Le Temps - 09.01.2015
De l'utilité du temps passé à la machine à café ou entre deux portes
A part quelques irrécupérables stakhanovistes*, il en reste quelques-uns, nous consacrons tous une partie de notre temps de travail en relations informelles avec les uns et les autres où nous ne travaillons pas concrètement. Une étude menée récemment par un institut de sondage (Online Opinions) révélait que les Britanniques passent en moyenne 24 minutes par jour en pauses diverses, ce qui représenterait 188 jours dans une carrière à proximité d’un distributeur de boissons ou entre deux portes ! A l’heure de la recherche effrénée de la productivité maximale pour garantir notre compétitivité, est-il toujours possible de rémunérer une collaboratrice ou un collaborateur qui passe du temps à la machine à café ?
Effectivement, sans parler de l’effet positif de la pause comme temps de repos, ces moments d’échanges informels sont nécessaires à la bonne gestion de l’organisation, car ils permettent de gérer ou de réguler de nombreuses choses qui ne pourraient l’être que difficilement avec les moyens de communication standard comme l’email ou le téléphone.

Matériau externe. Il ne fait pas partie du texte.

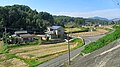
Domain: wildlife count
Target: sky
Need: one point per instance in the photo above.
(75, 8)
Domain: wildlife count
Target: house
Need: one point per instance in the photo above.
(55, 32)
(21, 37)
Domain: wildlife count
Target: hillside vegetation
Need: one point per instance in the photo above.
(102, 41)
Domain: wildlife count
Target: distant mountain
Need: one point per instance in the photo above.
(99, 18)
(116, 19)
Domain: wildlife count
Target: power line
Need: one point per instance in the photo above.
(116, 2)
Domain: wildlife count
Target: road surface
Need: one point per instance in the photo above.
(108, 56)
(61, 59)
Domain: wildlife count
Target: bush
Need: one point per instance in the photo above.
(102, 41)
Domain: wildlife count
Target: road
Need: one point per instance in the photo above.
(108, 56)
(59, 60)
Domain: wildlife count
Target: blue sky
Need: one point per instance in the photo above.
(76, 8)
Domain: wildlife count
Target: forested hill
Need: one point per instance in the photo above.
(20, 16)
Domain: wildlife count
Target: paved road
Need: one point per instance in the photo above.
(108, 56)
(59, 60)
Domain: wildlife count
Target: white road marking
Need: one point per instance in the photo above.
(110, 50)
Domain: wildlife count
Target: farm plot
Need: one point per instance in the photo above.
(97, 32)
(37, 54)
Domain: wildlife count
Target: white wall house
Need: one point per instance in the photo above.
(55, 32)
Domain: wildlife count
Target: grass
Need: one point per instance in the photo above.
(74, 30)
(36, 42)
(102, 41)
(43, 58)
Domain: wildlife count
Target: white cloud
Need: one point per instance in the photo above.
(107, 13)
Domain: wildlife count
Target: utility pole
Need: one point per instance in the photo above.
(68, 50)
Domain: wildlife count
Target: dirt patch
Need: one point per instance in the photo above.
(13, 63)
(43, 52)
(97, 32)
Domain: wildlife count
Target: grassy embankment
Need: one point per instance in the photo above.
(37, 54)
(76, 30)
(102, 41)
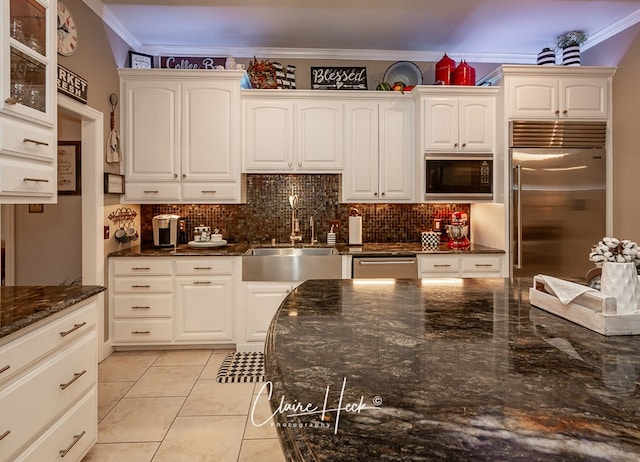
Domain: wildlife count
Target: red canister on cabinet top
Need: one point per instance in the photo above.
(444, 70)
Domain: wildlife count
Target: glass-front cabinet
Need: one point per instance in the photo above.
(29, 59)
(28, 160)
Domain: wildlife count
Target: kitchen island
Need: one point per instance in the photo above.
(424, 370)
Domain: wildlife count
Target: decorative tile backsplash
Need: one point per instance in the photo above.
(267, 213)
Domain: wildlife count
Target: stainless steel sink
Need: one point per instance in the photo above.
(291, 264)
(295, 251)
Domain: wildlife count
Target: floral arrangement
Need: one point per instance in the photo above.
(572, 38)
(262, 74)
(610, 249)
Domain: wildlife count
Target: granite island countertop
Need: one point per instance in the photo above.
(23, 308)
(430, 372)
(239, 249)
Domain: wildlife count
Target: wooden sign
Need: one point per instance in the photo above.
(72, 84)
(339, 78)
(190, 62)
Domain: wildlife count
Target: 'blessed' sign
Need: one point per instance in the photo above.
(339, 78)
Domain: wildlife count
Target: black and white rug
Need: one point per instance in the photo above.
(242, 367)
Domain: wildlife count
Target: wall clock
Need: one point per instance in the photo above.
(67, 31)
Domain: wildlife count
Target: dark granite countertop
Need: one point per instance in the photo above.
(24, 307)
(431, 372)
(379, 249)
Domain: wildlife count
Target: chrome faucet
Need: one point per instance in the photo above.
(295, 223)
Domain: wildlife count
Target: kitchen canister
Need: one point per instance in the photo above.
(547, 57)
(430, 240)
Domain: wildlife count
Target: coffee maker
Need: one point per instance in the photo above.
(165, 230)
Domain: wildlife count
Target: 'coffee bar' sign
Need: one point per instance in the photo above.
(339, 78)
(72, 84)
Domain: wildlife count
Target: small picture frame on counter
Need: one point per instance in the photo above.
(113, 183)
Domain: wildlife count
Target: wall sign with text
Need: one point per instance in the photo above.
(339, 78)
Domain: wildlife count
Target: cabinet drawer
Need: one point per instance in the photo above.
(142, 285)
(438, 264)
(140, 306)
(34, 400)
(481, 264)
(22, 176)
(151, 192)
(26, 350)
(211, 191)
(141, 331)
(202, 266)
(140, 266)
(71, 437)
(27, 140)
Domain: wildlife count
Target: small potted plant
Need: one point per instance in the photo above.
(570, 43)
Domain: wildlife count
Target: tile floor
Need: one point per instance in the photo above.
(166, 406)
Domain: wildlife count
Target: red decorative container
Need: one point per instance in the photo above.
(464, 74)
(444, 70)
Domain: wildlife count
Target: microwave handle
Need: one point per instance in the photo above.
(518, 176)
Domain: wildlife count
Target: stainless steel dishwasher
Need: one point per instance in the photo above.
(385, 267)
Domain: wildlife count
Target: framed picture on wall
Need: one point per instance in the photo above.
(69, 179)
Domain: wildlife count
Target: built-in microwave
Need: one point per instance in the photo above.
(458, 177)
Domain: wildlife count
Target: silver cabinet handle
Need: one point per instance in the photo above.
(518, 171)
(76, 376)
(29, 140)
(76, 438)
(74, 328)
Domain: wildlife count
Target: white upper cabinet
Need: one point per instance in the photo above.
(28, 161)
(181, 132)
(379, 150)
(556, 92)
(292, 131)
(457, 119)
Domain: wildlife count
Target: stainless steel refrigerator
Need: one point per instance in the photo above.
(558, 196)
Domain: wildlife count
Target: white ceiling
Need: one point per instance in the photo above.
(507, 31)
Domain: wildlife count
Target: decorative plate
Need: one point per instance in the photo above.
(405, 72)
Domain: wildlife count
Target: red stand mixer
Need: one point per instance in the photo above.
(458, 231)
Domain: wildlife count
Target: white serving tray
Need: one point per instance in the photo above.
(207, 243)
(592, 310)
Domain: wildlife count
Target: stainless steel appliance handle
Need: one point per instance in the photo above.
(392, 262)
(518, 170)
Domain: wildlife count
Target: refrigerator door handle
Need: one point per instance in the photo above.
(518, 174)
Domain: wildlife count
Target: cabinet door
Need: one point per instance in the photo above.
(476, 124)
(268, 135)
(204, 308)
(396, 151)
(210, 131)
(584, 98)
(533, 97)
(319, 136)
(262, 302)
(360, 176)
(441, 124)
(151, 129)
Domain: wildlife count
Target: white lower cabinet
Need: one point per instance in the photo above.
(465, 266)
(159, 301)
(48, 397)
(262, 300)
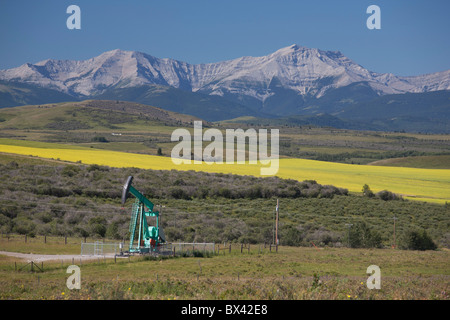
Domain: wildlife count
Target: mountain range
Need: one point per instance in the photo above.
(291, 81)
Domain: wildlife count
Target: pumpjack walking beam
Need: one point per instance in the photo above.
(149, 237)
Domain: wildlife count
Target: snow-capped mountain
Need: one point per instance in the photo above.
(289, 81)
(307, 71)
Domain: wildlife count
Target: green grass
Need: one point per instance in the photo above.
(431, 162)
(290, 274)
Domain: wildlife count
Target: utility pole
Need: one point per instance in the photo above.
(348, 226)
(276, 225)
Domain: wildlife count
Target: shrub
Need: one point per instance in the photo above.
(361, 236)
(417, 240)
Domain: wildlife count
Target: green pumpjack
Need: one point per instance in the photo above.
(149, 238)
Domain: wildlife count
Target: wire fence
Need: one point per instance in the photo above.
(101, 249)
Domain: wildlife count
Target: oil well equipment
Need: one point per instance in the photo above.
(149, 237)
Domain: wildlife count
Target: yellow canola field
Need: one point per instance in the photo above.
(432, 185)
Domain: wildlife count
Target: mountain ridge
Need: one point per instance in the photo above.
(293, 80)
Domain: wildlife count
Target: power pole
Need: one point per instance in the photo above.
(276, 225)
(348, 226)
(395, 242)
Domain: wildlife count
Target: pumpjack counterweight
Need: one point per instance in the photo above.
(148, 237)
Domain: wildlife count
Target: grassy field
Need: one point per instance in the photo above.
(289, 274)
(144, 129)
(413, 183)
(437, 162)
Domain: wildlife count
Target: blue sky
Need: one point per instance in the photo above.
(414, 36)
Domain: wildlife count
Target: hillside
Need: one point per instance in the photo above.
(132, 127)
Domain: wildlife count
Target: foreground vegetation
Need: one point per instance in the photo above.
(41, 197)
(290, 274)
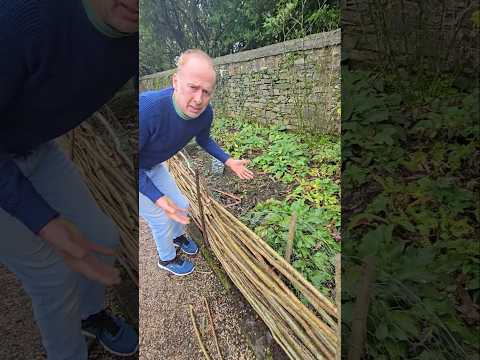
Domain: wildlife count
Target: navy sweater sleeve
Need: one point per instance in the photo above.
(18, 197)
(209, 145)
(145, 184)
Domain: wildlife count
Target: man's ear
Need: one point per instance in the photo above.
(175, 81)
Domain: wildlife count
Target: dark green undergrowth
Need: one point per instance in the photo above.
(310, 165)
(410, 155)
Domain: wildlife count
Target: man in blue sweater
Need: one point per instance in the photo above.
(169, 119)
(60, 61)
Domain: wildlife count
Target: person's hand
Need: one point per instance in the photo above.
(239, 167)
(173, 211)
(78, 252)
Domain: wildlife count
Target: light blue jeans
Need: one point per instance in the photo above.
(164, 230)
(61, 298)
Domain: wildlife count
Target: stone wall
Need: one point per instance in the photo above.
(439, 32)
(295, 83)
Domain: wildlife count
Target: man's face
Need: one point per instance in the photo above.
(194, 85)
(122, 15)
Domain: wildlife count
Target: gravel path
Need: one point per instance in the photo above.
(165, 325)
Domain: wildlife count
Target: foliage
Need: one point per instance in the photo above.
(412, 206)
(221, 27)
(311, 165)
(298, 18)
(314, 247)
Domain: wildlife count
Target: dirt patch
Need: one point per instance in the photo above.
(250, 192)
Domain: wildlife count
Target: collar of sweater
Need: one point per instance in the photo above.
(101, 26)
(178, 111)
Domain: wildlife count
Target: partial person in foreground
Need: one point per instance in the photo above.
(169, 119)
(60, 61)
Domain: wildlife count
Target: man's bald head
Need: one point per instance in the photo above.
(198, 57)
(194, 82)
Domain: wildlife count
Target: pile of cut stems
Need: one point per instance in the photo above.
(262, 275)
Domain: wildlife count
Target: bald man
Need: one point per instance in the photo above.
(169, 119)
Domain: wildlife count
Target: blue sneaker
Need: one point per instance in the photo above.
(115, 335)
(177, 266)
(187, 245)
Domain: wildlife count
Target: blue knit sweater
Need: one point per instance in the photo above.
(163, 133)
(56, 69)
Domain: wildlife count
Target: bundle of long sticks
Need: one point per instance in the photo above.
(262, 275)
(111, 178)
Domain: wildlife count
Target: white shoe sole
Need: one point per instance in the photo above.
(174, 273)
(89, 335)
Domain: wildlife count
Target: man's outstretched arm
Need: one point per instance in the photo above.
(210, 146)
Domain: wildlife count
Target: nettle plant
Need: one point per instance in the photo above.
(310, 165)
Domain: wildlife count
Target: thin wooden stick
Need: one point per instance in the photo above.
(338, 301)
(291, 236)
(200, 204)
(360, 310)
(197, 333)
(213, 328)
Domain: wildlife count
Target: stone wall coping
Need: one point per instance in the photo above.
(315, 41)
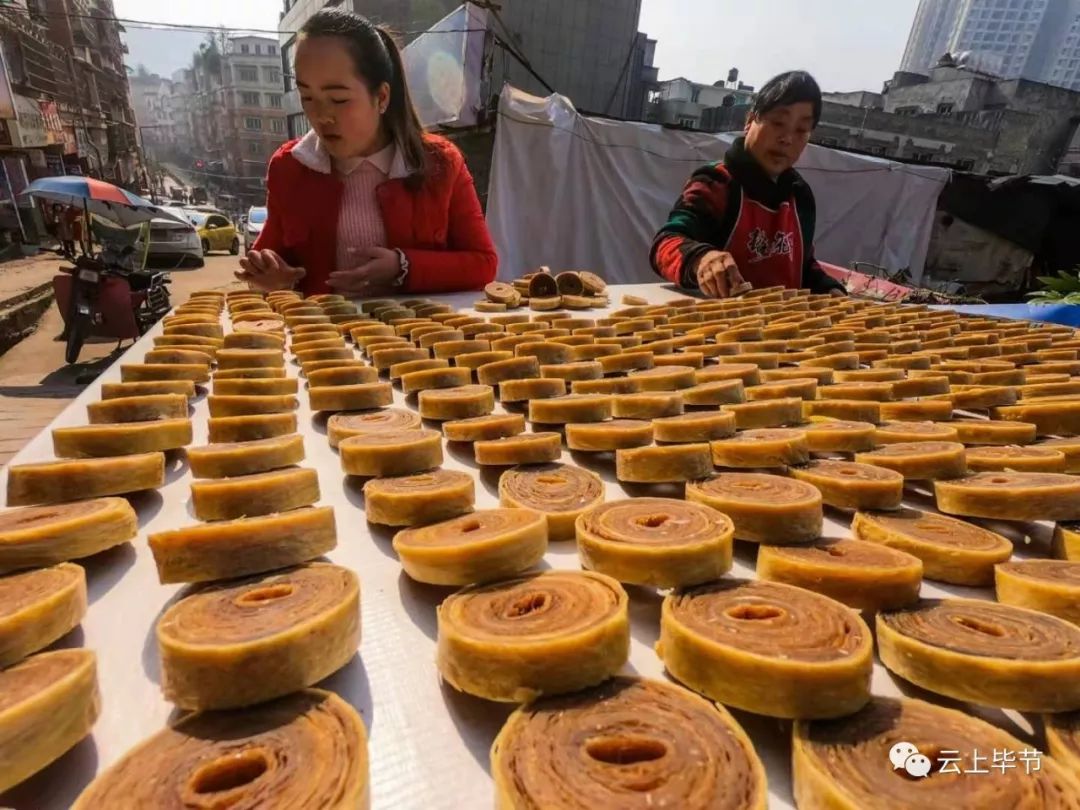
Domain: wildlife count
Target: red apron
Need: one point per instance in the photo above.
(767, 245)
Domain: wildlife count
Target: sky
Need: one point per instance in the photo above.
(848, 44)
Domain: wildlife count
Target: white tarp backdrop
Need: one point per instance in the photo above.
(572, 191)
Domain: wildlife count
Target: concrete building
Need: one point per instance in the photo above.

Une autre étude, française celle-ci (Instituts LH2 et Market Vision pour Nespresso en 2009), révèle même que ces pauses permettent d’augmenter la productivité des salariés, car elles sont un outil de cohésion indispensable pour souder les équipes et qu’elles offrent un excellent moyen d’apaiser les tensions.
Autre exemple : quelle meilleure stratégie que d’aller prendre un café en rentrant de vacances pour savoir ce qui s’est réellement passé depuis votre départ ? C’est le biais le plus efficace pour prendre conscience de ce qui est devenu important ou de ce qui ne l’est plus, de connaître les orientations du management ou des changements à venir ; toutes sortes d’éléments que vous ne trouverez pas dans une note de service. Ces échanges-là ont également l’avantage de vous offrir de l’information de qualité, plus complète, argumentée, critiquée. Charge à vous ensuite de vous faire votre propre idée. Ces pauses permettent également de poser des questions qu’il serait difficile d’amener de façon formelle. Bien maîtrisés, ces moments improvisés peuvent être aussi d’une redoutable efficacité pour un manager qui souhaite prendre le pouls de son organisation ou faire passer ses idées. C’est toujours aussi à la machine à café que se vit la culture d’entreprise et que se crée du lien.
Evidemment, ces espaces de liberté doivent être gérés si l’on veut garder intactes son image et sa crédibilité. Si vous y passez trop de temps, on pensera que vous êtes sous-occupé ou indolent. Par ailleurs, ce n’est pas non plus l’endroit pour y raconter sa vie et ses problèmes privés. Car tout ce qui se dit de manière informelle, et même sous le sceau du secret, sera tôt ou tard largement communiqué dans l’organisation, surtout si c’est croustillant !
*célèbre mineur soviétique à la production extraordinaire, rendu emblématique par Joseph Staline en 1935.